As the President droned on about reducing taxes and establishing pension funds, the Moroccans gazed absent-mindedly at the sun-tanned women in cocktail dresses and men in suits with Legion of Honour rosettes.

They apologised to the liveried waiters who came to fetch the buffet plates they'd stashed under their chairs. "It reminded me of when we were young lads," Mr Erreda said of the military parade. "Only we didn't have such fine equipment".

The old man from Marrakech thinks he was born in 1920: "They didn't keep records in those days."

He joined the French army in 1938, when Morocco was a French protectorate. It was the lot of colonised people to be poor and fight their masters' wars then.

Only two of his eight brothers and sisters survived, and his mother died in childbirth.

"I helped to liberate Royan, near La Rochelle," he said, proudly recalling the second World War. Later he went to Indochina, where he was taken prisoner by the Viet Minh.

He had two years' captivity to fathom out why he had been wounded twice, why a Moroccan was being starved and beaten in Indochina. On his release in 1955, after 17 years of service, Mr Erreda resigned from the French army. But he did not want to comment on war or colonialism.

"I was a soldier," he said. "A soldier cannot have opinions."

But heads of state must have opinions, and Mr Chirac was eager to express his. "Europe will not really exist until she has a defence and intervention capability," he said. This was the lesson of the Yugoslav war.

The Serb President, Mr Slobodan Milosevic, "will pay for the atrocities . . . If he is rejected by his people and cannot leave his country, it is an unpleasant situation for him."

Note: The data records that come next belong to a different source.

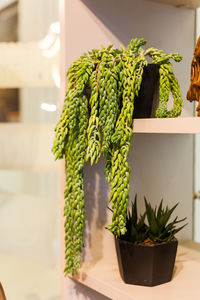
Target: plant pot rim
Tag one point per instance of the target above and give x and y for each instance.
(174, 240)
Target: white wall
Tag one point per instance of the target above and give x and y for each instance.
(29, 200)
(162, 165)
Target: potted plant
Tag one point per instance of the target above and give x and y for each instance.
(97, 118)
(146, 252)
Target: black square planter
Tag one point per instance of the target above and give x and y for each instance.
(146, 265)
(146, 103)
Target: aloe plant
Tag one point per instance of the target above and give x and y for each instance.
(136, 229)
(159, 227)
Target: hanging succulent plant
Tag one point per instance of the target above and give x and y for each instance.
(114, 78)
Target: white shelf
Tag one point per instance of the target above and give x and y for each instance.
(103, 276)
(180, 3)
(189, 125)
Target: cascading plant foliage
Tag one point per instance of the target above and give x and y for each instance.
(99, 102)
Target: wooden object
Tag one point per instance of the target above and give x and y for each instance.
(193, 93)
(103, 276)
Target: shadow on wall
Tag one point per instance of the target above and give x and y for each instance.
(127, 19)
(81, 292)
(96, 202)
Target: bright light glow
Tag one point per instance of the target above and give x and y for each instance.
(55, 27)
(47, 42)
(48, 107)
(56, 75)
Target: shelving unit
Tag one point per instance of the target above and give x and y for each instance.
(180, 3)
(190, 125)
(103, 276)
(161, 163)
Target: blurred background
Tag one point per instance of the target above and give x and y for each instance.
(29, 177)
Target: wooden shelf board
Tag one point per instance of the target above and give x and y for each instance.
(180, 3)
(103, 276)
(187, 125)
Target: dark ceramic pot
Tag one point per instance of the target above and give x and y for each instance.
(146, 265)
(146, 103)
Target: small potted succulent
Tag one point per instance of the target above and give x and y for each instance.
(146, 252)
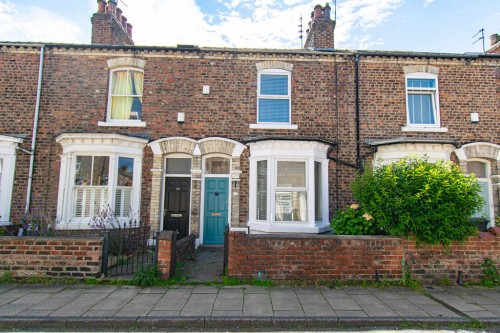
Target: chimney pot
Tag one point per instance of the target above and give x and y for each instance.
(101, 6)
(119, 13)
(111, 7)
(317, 11)
(494, 39)
(327, 11)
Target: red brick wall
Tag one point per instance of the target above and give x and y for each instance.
(330, 258)
(314, 258)
(434, 263)
(55, 257)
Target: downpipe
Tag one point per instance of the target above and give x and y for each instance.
(35, 129)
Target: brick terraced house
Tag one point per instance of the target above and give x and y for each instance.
(191, 139)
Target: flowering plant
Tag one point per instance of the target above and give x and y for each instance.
(354, 220)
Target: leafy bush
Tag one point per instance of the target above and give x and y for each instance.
(354, 221)
(413, 197)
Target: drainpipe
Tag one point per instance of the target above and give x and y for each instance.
(35, 128)
(358, 143)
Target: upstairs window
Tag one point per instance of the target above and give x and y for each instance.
(422, 100)
(125, 96)
(274, 91)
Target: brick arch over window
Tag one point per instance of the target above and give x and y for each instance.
(421, 69)
(221, 146)
(484, 150)
(126, 62)
(163, 147)
(273, 64)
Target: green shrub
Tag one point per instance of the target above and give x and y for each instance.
(354, 221)
(412, 197)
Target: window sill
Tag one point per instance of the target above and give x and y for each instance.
(424, 129)
(122, 123)
(274, 126)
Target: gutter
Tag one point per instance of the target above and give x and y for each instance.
(35, 129)
(358, 135)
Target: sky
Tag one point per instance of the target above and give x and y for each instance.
(395, 25)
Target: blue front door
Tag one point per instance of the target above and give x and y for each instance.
(216, 201)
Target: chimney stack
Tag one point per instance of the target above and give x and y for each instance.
(124, 22)
(494, 39)
(321, 28)
(119, 13)
(101, 6)
(109, 26)
(112, 7)
(494, 44)
(129, 29)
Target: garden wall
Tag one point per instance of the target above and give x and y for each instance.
(312, 258)
(49, 256)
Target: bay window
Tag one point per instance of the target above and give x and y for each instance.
(98, 172)
(288, 186)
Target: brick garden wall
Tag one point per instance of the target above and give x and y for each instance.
(53, 257)
(312, 258)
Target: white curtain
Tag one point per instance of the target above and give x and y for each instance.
(120, 106)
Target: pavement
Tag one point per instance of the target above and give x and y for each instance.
(203, 307)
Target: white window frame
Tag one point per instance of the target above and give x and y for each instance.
(434, 92)
(116, 122)
(288, 97)
(300, 151)
(8, 148)
(290, 189)
(112, 145)
(489, 184)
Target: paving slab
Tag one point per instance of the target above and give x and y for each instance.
(231, 313)
(343, 304)
(318, 310)
(134, 310)
(12, 309)
(163, 313)
(32, 298)
(110, 304)
(238, 306)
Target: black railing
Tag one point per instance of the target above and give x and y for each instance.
(226, 248)
(127, 249)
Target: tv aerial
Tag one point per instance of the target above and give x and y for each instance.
(481, 31)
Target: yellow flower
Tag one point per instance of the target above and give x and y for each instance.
(367, 216)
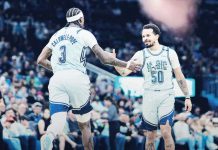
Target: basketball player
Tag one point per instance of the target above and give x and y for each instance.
(158, 62)
(69, 86)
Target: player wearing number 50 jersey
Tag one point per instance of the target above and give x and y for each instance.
(158, 63)
(69, 86)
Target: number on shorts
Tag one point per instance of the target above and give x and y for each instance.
(83, 56)
(62, 59)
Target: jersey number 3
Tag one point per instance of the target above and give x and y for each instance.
(62, 59)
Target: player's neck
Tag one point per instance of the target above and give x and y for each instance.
(155, 47)
(74, 25)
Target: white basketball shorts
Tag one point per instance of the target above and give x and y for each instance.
(70, 89)
(158, 108)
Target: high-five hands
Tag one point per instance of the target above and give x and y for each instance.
(188, 104)
(132, 65)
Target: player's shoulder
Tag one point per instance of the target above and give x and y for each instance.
(84, 32)
(168, 49)
(56, 33)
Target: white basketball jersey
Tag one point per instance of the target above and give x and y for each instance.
(69, 46)
(157, 68)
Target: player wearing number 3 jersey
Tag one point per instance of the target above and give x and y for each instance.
(158, 63)
(69, 86)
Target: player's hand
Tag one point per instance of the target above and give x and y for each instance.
(114, 53)
(135, 66)
(188, 104)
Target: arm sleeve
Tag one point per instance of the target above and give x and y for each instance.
(138, 56)
(174, 59)
(89, 39)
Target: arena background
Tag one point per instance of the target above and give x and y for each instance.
(190, 27)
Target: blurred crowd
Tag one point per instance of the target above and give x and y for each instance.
(25, 29)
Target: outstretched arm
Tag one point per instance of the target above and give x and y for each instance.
(107, 58)
(123, 71)
(43, 58)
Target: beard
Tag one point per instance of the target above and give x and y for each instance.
(150, 45)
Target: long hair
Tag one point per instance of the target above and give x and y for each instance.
(72, 12)
(112, 101)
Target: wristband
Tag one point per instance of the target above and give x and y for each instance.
(128, 64)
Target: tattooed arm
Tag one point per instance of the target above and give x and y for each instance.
(43, 58)
(183, 86)
(181, 81)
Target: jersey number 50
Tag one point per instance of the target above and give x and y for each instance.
(157, 77)
(62, 59)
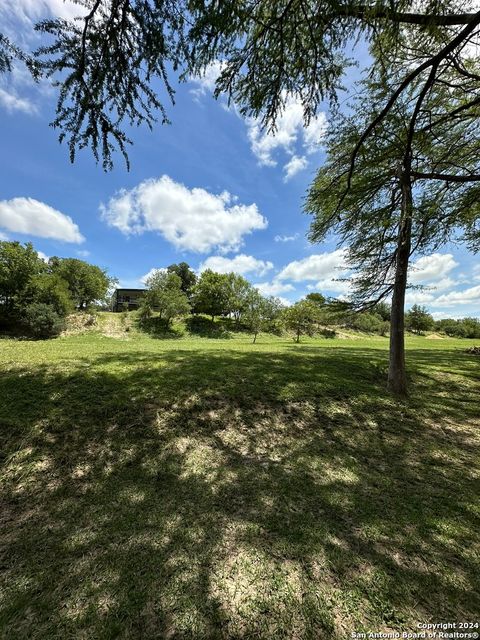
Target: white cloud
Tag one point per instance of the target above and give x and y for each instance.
(290, 132)
(190, 219)
(293, 166)
(11, 103)
(29, 216)
(433, 268)
(321, 266)
(32, 10)
(241, 264)
(286, 238)
(467, 296)
(273, 288)
(206, 81)
(413, 296)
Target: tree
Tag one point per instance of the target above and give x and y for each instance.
(239, 291)
(165, 295)
(87, 283)
(384, 310)
(42, 321)
(187, 276)
(316, 298)
(49, 289)
(259, 312)
(18, 265)
(302, 318)
(108, 63)
(211, 294)
(392, 206)
(418, 319)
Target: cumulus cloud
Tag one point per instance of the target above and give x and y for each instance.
(205, 83)
(190, 219)
(293, 166)
(289, 130)
(281, 238)
(29, 216)
(11, 103)
(32, 10)
(467, 296)
(290, 135)
(320, 266)
(241, 264)
(433, 268)
(274, 288)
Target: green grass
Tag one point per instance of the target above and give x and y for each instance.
(198, 488)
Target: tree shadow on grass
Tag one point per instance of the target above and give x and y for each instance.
(224, 494)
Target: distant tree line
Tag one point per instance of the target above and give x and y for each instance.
(177, 291)
(36, 296)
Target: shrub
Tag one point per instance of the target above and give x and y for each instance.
(42, 321)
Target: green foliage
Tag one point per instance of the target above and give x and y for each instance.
(238, 295)
(50, 289)
(418, 320)
(165, 295)
(302, 318)
(87, 282)
(462, 328)
(212, 294)
(317, 298)
(18, 265)
(384, 310)
(367, 322)
(112, 66)
(38, 295)
(188, 277)
(260, 313)
(42, 321)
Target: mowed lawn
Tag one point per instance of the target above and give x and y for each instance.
(211, 488)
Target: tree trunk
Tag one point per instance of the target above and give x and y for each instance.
(397, 377)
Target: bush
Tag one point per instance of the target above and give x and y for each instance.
(42, 321)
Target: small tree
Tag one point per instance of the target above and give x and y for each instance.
(260, 312)
(317, 298)
(18, 265)
(302, 318)
(188, 277)
(166, 296)
(42, 321)
(87, 282)
(50, 289)
(418, 319)
(211, 294)
(238, 295)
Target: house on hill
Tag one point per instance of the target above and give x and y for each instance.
(123, 297)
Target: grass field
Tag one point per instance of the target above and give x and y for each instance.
(201, 488)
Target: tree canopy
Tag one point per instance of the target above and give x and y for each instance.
(108, 62)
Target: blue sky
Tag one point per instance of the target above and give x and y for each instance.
(211, 189)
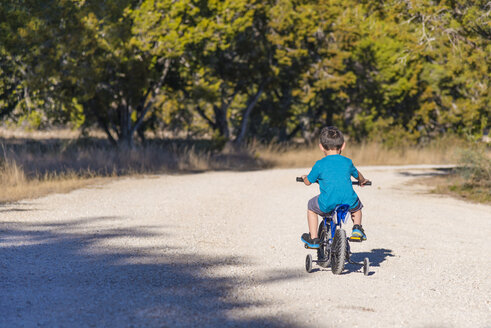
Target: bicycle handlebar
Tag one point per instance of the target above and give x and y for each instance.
(355, 183)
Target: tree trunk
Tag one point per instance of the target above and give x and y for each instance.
(245, 116)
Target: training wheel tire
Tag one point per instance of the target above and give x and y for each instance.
(308, 263)
(366, 266)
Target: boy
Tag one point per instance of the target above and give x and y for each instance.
(333, 173)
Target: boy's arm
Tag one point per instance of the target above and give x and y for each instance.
(306, 181)
(361, 179)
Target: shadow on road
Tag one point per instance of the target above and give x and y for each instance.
(376, 257)
(57, 274)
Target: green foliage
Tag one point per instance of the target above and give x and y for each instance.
(400, 72)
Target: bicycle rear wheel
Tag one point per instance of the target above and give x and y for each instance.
(338, 254)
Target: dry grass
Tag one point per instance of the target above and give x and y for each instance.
(35, 164)
(16, 186)
(441, 152)
(31, 168)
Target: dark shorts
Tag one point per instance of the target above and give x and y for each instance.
(314, 206)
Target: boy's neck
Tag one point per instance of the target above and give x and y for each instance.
(332, 152)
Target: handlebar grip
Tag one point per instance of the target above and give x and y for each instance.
(357, 183)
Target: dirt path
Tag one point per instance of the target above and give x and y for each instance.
(223, 249)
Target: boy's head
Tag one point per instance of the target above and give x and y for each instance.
(331, 138)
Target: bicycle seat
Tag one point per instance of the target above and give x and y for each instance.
(339, 213)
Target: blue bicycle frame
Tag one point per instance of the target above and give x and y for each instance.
(337, 217)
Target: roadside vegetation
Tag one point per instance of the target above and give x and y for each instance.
(36, 163)
(156, 86)
(471, 179)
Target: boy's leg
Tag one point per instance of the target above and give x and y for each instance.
(358, 232)
(311, 237)
(313, 223)
(356, 217)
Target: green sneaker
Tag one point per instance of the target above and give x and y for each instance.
(358, 233)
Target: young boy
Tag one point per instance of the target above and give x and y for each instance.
(333, 173)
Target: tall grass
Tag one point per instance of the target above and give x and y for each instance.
(33, 166)
(437, 152)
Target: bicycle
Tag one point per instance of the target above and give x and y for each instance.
(334, 247)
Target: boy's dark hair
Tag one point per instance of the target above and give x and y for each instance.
(331, 138)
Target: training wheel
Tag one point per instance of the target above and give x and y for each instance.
(308, 263)
(366, 266)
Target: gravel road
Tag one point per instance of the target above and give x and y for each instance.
(223, 249)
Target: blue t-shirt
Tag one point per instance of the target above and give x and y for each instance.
(333, 173)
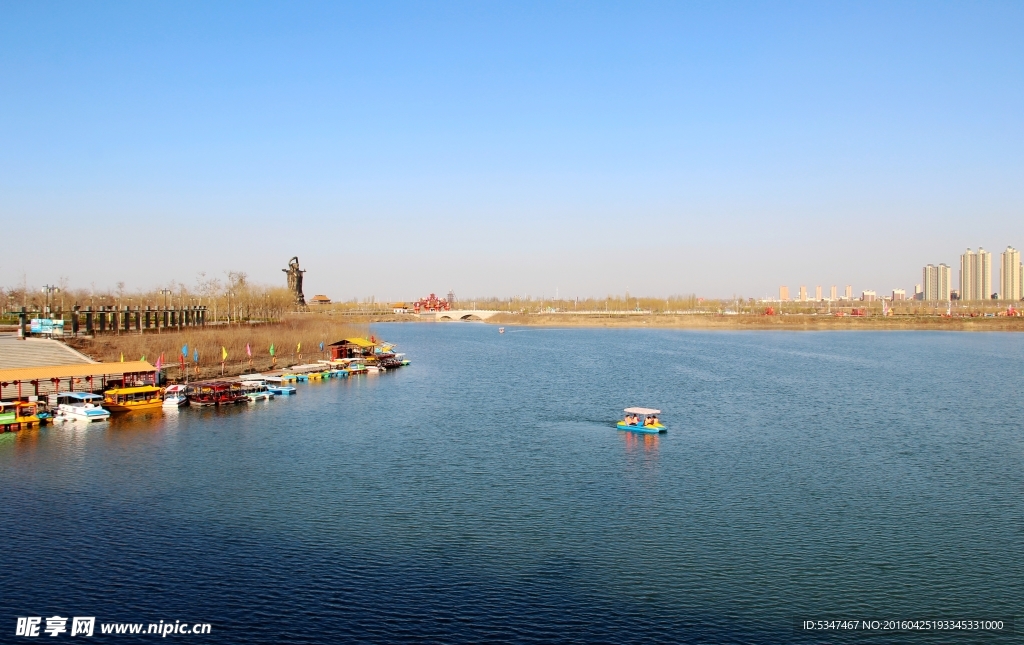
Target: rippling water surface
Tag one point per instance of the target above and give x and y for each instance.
(482, 493)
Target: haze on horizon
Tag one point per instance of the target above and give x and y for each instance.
(401, 148)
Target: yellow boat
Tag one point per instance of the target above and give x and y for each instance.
(129, 398)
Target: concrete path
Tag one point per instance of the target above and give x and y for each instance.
(36, 352)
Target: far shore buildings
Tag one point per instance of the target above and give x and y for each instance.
(803, 296)
(1011, 274)
(976, 274)
(937, 283)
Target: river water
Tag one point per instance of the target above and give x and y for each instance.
(483, 493)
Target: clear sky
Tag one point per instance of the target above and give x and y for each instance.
(509, 148)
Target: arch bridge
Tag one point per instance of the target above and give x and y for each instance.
(466, 314)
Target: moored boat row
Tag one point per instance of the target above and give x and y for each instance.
(349, 357)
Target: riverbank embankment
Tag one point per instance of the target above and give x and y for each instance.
(752, 321)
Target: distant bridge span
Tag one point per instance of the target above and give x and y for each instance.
(466, 314)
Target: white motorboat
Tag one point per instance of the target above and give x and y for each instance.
(80, 406)
(175, 396)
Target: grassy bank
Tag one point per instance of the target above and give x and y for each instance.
(286, 336)
(748, 321)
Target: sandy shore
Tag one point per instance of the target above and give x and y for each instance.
(790, 321)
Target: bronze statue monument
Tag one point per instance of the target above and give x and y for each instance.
(295, 281)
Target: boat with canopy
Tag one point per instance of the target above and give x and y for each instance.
(641, 420)
(81, 406)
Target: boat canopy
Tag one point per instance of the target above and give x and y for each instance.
(358, 342)
(642, 411)
(82, 396)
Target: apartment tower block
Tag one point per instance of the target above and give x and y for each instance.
(1010, 274)
(937, 283)
(976, 274)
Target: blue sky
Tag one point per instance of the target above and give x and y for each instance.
(511, 148)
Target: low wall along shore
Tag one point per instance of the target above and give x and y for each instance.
(285, 336)
(753, 321)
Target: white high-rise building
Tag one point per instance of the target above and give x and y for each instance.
(1010, 274)
(976, 274)
(937, 283)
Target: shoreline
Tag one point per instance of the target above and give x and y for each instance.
(795, 323)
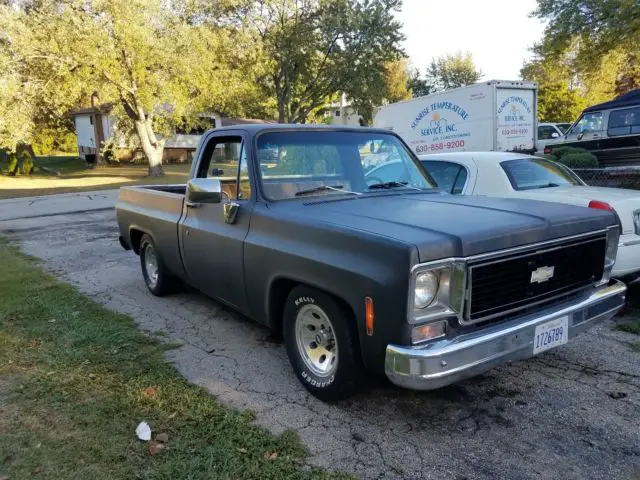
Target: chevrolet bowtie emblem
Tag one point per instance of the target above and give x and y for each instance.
(542, 274)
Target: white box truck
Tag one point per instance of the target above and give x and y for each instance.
(496, 115)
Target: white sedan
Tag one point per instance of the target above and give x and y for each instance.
(500, 174)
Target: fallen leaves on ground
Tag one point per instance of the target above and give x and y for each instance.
(150, 392)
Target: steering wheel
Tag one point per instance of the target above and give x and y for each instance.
(373, 181)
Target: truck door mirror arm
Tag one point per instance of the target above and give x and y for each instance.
(203, 190)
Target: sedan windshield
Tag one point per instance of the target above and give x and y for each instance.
(531, 173)
(311, 163)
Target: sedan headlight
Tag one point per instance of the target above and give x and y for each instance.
(426, 289)
(436, 291)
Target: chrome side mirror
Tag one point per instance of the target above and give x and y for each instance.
(204, 190)
(230, 211)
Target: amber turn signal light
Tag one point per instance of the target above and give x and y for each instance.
(369, 315)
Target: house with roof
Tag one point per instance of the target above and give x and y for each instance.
(95, 125)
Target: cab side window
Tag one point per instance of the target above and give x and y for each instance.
(624, 122)
(224, 158)
(589, 123)
(545, 132)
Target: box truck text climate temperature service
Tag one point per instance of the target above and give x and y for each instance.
(497, 115)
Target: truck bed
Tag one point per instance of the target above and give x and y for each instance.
(153, 209)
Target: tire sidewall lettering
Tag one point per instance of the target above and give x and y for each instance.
(314, 382)
(302, 300)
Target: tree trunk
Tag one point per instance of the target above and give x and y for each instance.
(153, 149)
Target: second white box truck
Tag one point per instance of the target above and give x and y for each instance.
(496, 115)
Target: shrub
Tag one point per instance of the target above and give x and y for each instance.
(579, 160)
(27, 163)
(12, 161)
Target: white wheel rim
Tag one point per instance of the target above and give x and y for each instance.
(316, 342)
(151, 265)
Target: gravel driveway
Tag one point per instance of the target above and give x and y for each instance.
(571, 413)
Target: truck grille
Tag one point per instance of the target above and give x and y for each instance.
(508, 284)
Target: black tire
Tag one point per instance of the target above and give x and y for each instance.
(165, 282)
(344, 380)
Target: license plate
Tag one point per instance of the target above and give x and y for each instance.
(551, 334)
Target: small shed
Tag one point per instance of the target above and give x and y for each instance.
(93, 126)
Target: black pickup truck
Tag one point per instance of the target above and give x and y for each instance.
(294, 227)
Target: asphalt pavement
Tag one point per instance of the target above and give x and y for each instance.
(570, 413)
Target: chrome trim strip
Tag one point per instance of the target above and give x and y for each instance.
(532, 304)
(507, 251)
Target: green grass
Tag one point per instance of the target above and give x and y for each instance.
(73, 377)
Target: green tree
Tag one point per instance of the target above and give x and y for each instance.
(418, 86)
(600, 34)
(156, 61)
(601, 25)
(396, 74)
(452, 71)
(559, 98)
(316, 49)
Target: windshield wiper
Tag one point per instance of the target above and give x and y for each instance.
(388, 185)
(548, 185)
(324, 188)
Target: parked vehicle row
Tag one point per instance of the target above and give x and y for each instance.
(309, 231)
(511, 175)
(610, 130)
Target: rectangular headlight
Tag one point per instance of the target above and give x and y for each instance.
(436, 290)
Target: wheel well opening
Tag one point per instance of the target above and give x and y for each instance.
(281, 289)
(136, 236)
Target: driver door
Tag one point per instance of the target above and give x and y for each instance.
(212, 245)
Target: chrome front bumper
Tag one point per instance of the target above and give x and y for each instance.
(446, 361)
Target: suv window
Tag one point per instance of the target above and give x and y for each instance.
(222, 160)
(530, 173)
(588, 123)
(545, 132)
(624, 122)
(449, 176)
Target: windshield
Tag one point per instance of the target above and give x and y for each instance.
(311, 163)
(530, 173)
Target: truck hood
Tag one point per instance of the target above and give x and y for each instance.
(623, 201)
(442, 225)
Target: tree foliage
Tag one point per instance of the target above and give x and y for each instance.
(593, 48)
(316, 49)
(601, 25)
(418, 86)
(153, 60)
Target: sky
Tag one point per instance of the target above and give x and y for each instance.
(498, 33)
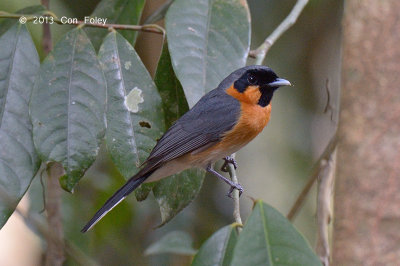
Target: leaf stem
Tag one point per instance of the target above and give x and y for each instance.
(260, 53)
(235, 193)
(153, 28)
(330, 148)
(55, 235)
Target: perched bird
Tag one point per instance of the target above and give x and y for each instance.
(222, 121)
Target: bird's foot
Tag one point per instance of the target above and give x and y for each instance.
(235, 186)
(228, 160)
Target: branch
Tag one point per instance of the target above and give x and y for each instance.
(324, 207)
(260, 53)
(153, 28)
(55, 234)
(330, 148)
(236, 202)
(46, 40)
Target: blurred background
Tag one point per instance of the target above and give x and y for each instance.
(274, 167)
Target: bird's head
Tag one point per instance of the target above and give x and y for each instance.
(255, 84)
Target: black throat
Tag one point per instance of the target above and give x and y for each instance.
(266, 97)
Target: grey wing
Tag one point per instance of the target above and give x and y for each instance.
(215, 113)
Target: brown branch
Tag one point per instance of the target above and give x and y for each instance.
(324, 207)
(46, 39)
(316, 172)
(260, 53)
(55, 234)
(235, 193)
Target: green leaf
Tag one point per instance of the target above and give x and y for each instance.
(208, 39)
(175, 192)
(19, 64)
(268, 238)
(5, 24)
(177, 242)
(218, 249)
(67, 107)
(135, 117)
(118, 12)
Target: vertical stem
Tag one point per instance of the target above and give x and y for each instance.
(55, 244)
(46, 39)
(55, 236)
(236, 202)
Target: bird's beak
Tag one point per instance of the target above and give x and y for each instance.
(280, 82)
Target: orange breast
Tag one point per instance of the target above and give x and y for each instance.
(253, 118)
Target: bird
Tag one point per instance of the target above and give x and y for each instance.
(219, 124)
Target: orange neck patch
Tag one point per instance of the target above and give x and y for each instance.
(251, 95)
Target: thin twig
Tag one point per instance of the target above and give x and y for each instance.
(46, 39)
(153, 28)
(317, 169)
(34, 224)
(38, 228)
(260, 53)
(324, 207)
(55, 244)
(236, 201)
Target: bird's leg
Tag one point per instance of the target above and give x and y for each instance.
(226, 180)
(228, 160)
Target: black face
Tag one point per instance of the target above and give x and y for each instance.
(262, 77)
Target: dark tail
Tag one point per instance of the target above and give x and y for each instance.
(115, 199)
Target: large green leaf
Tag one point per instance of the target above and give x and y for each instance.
(268, 238)
(19, 64)
(135, 117)
(208, 39)
(5, 24)
(68, 106)
(116, 11)
(177, 242)
(176, 192)
(218, 249)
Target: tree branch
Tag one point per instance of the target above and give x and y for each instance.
(235, 193)
(330, 148)
(46, 39)
(55, 234)
(260, 53)
(324, 207)
(153, 28)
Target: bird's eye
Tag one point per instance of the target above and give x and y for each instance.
(251, 79)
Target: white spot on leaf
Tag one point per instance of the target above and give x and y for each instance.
(127, 65)
(133, 99)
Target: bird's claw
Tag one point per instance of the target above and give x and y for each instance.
(228, 160)
(235, 186)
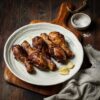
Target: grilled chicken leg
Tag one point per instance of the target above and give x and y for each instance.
(55, 51)
(21, 55)
(59, 39)
(35, 56)
(40, 44)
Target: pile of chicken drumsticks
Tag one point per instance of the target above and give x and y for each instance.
(43, 48)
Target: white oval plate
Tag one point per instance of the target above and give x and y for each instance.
(42, 78)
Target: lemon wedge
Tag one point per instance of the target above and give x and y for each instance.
(64, 71)
(70, 65)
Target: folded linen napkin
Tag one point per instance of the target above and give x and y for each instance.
(86, 84)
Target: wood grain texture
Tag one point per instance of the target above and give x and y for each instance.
(16, 13)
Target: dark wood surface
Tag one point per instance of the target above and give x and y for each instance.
(16, 13)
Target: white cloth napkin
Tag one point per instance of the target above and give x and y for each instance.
(86, 84)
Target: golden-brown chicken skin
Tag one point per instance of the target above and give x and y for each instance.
(35, 56)
(58, 39)
(21, 55)
(40, 44)
(54, 50)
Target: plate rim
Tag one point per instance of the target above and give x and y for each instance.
(17, 30)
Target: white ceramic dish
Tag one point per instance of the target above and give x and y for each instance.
(41, 78)
(80, 21)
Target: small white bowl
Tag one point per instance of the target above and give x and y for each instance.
(80, 21)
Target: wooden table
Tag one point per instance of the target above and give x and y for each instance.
(16, 13)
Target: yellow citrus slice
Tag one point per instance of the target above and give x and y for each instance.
(64, 71)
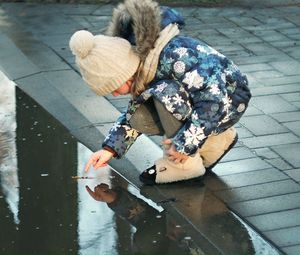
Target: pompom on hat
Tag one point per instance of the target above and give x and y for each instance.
(105, 62)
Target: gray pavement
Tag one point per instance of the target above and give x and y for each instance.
(259, 180)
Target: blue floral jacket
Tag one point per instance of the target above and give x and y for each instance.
(199, 86)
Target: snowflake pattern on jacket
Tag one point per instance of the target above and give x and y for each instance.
(199, 86)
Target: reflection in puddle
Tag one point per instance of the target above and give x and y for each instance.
(8, 158)
(43, 210)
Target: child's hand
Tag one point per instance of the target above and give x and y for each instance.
(98, 159)
(172, 153)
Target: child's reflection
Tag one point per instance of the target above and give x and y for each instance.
(155, 233)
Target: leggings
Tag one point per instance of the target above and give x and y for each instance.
(152, 118)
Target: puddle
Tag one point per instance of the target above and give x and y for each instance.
(46, 207)
(43, 210)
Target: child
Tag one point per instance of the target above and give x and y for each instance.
(181, 88)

To the anchorman who had the nerve to ask why France had followed the US, "gendarme of the world", Mr Chirac replied sharply: "Not at all. It was of our own free will that we decided to participate, and became the second participant after the US and ahead of all the other Europeans . . . France kept her independence, but associated herself with an operation based on morality," he concluded.

The Yugoslav war must have been a godsend for the French military, and the 1,000 officers at la Garden-Party de l'Elysee seemed more jaunty than last year.

With dwindling resources and the abolition of conscription, the French armed forces were searching for a raison d'etre which Kosovo provided.

Yesterday officers lamented that French cruise missiles weren't ready in time for the war, that French aircraft could not fly without cover from US electronics. But in his annual message to the armed forces, Mr Chirac promised to fight for more defence funding.

On another front, however, there was a whiff of sedition. The French press has finally woken up to the fact that France is the only western democracy that still stages lavish, Red Square-style military parades.

Yesterday's included 5,500 marching soldiers and 90 aircraft streaming red, white and blue smoke. "It evokes the French conquest of freedom," the Defence Minister, Mr Alain Richard, said in favour of the practice.

"It is the expression of a message in which we believe collectively, that is addressed to the world." Besides, he added, the parade attracts tourists.

But as they sipped champagne on the Elysee lawn, the press corps ridiculed the show of strength they'd just witnessed.

"An anachronism", a foreign editor of a major daily commented. "A waste of money", "a sign of insecurity", "pretending we're still a great military power" were other remarks.

I put the question to a general on President Chirac's staff. Nonsense, he said. "The French people love their army. There would be an outcry if we stopped it. People like to see where their tax money is going."